Featured snippets are the perfect place for a website to rank, especially when trying to outperform competitors. These small extracts of text appear at the top of the search results, helping to improve click through rates to websites and are often referred to as ranking in ‘position zero’. However, in the past few weeks, Google appears to have reduced the number of featured snippets in the search results.
What does the data show?
On 19th February, some members within the SEO industry had noticed there had been a dramatic drop in the number of featured snippets being shown in the Google search results.
The MozCast Feature Graph tracks changes in major SERP features over time and as seen in the graph below, the percentage of queries which had featured snippets dropped from 7.5% on the 18th February to just 4.5% on the 19th February. Ever since, there has been a continuous decline with only 4.1% of queries having a featured snippet on 3rd March.
A similar story can be seen by looking at Rank Ranger’s SERP Insights graph, with 9.5% of queries having a featured snippet on 18th February while this dropped to 8.3% a day later with further drops to the lowest point of 8.1% on the 3rd March. Interestingly both of these tools will be tracking different keywords in different niches so it’s clearly apparent in the past few weeks that Google has gradually reduced the number of featured snippets since they were first introduced back in 2014.
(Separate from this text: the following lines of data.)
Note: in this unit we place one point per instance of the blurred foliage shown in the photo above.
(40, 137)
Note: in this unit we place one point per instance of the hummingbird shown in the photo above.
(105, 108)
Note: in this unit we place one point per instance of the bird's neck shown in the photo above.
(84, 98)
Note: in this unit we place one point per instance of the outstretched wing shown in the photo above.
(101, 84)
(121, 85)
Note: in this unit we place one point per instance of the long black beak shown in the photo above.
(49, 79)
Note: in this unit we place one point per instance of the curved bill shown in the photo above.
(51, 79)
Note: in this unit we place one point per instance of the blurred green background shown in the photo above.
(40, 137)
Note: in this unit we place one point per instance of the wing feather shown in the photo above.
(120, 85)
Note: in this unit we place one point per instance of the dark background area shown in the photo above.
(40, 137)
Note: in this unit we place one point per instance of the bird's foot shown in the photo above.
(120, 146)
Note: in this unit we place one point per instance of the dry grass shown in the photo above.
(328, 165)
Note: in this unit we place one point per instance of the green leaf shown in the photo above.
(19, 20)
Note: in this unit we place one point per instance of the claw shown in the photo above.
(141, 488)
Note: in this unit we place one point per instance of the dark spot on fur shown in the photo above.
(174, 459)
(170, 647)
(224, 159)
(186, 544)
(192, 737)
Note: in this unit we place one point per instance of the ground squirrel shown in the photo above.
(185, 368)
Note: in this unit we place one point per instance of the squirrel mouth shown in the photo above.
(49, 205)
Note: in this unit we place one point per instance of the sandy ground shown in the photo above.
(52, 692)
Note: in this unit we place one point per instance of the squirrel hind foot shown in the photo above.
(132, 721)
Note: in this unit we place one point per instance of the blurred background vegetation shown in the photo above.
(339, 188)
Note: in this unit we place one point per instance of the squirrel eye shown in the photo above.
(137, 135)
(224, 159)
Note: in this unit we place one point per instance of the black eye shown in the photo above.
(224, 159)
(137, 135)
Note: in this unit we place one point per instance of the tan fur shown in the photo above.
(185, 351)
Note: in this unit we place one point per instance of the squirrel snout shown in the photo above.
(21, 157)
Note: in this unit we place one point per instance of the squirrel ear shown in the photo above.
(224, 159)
What impact will this have?
It’s difficult to pinpoint exactly what impact this may have on a website’s traffic levels as it may only be affecting certain types of queries or sectors. If a website receives a high percentage of traffic from featured snippets but still ranks first when the featured snippet is removed, this is unlikely to affect traffic levels and very little will change. However, if a website’s rank drops to below the top 3 results when the featured snippet is removed, this is likely to cause a significant drop in traffic. Therefore it’s important to keep an eye on Analytics and Search Console data to identify any drop off.
Could this be Google testing out and trialling the impact of showing fewer featured snippets in the search results? Will Google restore the number of featured snippets we saw back in mid-February? This is certainly an area to watch over the next couple of days and weeks as only time will tell.